Almost anything associated with the ministry may be learned with an average amount of intelligent application. It is not hard to preach or manage church affairs or pay a social call; weddings and funerals may be conducted smoothly with a little help from Emily Post and the Minister’s Manual. Sermon making can be learned as easily as shoemaking—introduction, conclusion and all. And so with the whole work of the ministry as it is carried on in the average church today.
But prayer—that is another matter. There Mrs. Post is helpless and the Minister’s Manual can offer no assistance. There the lonely man of God must wrestle it out alone, sometimes in fastings and tears and weariness untold. There every man must be an original, for true prayer cannot be imitated nor can it be learned from someone else.

There is an analogy between growing up spiritually and the growing up that takes place in the normal course of human life. In approaching adolescence and adulthood, everyone seems to have to pass through a crisis.… God has great sympathy for those who are going through this crisis in their spiritual life. They do not know what is happening to them and tend to concentrate on the disintegration of what they love, rather than on the real spiritual growth of which they are becoming capable.… If we look on the bright side and are firmly convinced that it is normal to have to forge new relationships, our crisis of faith will appear as a great invitation to go deeper into the heart of Christ. The very transition makes it impossible for the former people we counted on to help us. Part of growing up is to become independent—not of everybody, but of those on whom we are too dependent—so that we may depend completely on the Holy Spirit. That is what spiritual maturity is.

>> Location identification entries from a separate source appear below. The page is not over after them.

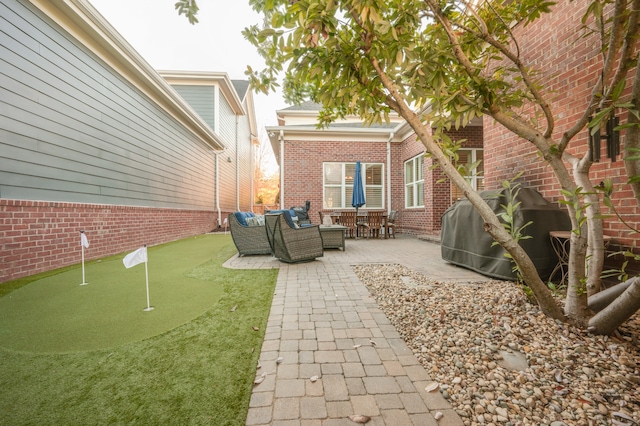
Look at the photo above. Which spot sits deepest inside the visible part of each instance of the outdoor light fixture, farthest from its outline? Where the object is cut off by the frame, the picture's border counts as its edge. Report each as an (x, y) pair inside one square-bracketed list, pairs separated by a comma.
[(613, 140)]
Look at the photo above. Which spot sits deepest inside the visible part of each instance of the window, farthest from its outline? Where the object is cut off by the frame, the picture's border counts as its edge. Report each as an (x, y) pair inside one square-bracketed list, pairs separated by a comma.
[(470, 161), (414, 182), (338, 185)]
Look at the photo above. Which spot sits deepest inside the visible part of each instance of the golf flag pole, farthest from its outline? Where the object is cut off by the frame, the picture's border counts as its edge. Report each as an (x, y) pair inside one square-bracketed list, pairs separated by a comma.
[(135, 258), (146, 273), (84, 242)]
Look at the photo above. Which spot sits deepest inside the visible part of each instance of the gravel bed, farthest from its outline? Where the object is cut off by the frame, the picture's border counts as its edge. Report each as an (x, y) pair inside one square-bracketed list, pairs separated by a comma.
[(498, 360)]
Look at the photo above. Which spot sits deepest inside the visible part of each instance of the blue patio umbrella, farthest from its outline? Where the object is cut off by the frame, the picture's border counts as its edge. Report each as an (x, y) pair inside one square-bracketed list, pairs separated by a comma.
[(357, 197)]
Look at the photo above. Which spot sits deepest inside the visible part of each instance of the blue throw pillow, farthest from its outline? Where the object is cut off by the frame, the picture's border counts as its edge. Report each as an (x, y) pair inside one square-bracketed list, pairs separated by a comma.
[(242, 217)]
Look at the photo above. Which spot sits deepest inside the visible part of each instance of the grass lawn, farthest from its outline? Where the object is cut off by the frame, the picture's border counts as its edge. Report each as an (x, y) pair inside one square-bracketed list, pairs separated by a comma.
[(72, 354)]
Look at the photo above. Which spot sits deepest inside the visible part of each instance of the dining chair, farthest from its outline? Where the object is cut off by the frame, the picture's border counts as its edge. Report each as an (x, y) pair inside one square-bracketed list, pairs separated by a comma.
[(348, 219), (373, 224), (390, 227)]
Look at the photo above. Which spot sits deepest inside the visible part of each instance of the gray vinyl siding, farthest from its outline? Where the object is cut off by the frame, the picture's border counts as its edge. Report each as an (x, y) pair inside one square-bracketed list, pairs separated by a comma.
[(72, 130), (201, 99)]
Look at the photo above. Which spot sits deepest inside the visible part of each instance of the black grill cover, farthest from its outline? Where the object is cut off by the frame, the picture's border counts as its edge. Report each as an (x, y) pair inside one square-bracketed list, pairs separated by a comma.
[(465, 243)]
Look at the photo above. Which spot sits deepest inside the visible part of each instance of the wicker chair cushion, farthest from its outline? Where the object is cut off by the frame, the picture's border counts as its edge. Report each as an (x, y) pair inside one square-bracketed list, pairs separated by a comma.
[(288, 216)]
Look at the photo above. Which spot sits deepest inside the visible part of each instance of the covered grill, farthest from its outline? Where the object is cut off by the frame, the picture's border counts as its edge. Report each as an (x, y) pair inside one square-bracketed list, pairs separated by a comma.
[(465, 243)]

Tozer is correct…. the actual day-to-day tasks of being a pastor or one of those who help him are not that difficult. They don’t take the mind of a rocket scientist or incredible skills in management and business. That’s why people are getting “self-ordained” or getting one-day licenses to do weddings or just doing memorials on their own.

But a real pastor, a real elder, a real Sunday School teacher, or worship leader is not just a combination o talent and academic preparation. They have to be someone who wrestles with themselves and God – much as Jacob did. As each man’s gifts are different, so are the battles. The temptations, the anxieties, and the circumstances that they dwell in are different, making each battle unique – and therefore, the healing from battle damage is never the same.

Those battles are irreplaceable in one’s growth as a believer. Keating’s comparison to the challenges of the transition from childhood to adulthood is perfect. During that time, physically, mentally, spiritually, everything is challenged. Some demean it, having forgotten those long nights and empty feelings. As we enter Christ, everything changes, as idols and those who could become idols are removed. And while we have their words and often their examples, we are bereft of the comfort and the fact that someone is listening.

And that makes the brokenness echo throughout our hearts and minds, and yes, our souls. As we come on the other side of it, what disintegrated is replaced (much as Job’s family and fortune were!) Life becomes different, and we look at it with eyes that have grown weary as spiritual maturity is forced upon us. Every thing is stripped away, and we find everything is found as the Holy Spirit grants us the faith we need.

The place where the Psalmist was, is more important for a pastor or any other servant leader or believer in the church to experience. It is out of such times we God’s hand clearly, and the brokenness gives way to grace.

Ministry isn’t rocket science – it is more complicated. Still, as we see the breakthroughs and see the miracles, it is more rewarding…for it is walking with God… each step.

Tozer, A. W. 2015. Tozer for the Christian Leader. Chicago: Moody Publishers.

Keating, Thomas. 2009. The Daily Reader for Contemplative Living: Excerpts from the Works of Father Thomas Keating, O.C.S.O., Sacred Scripture, and Other Spiritual Writings. Edited by S. Stephanie Iachetta. New York; London; New Delhi; Sydney: Bloomsbury.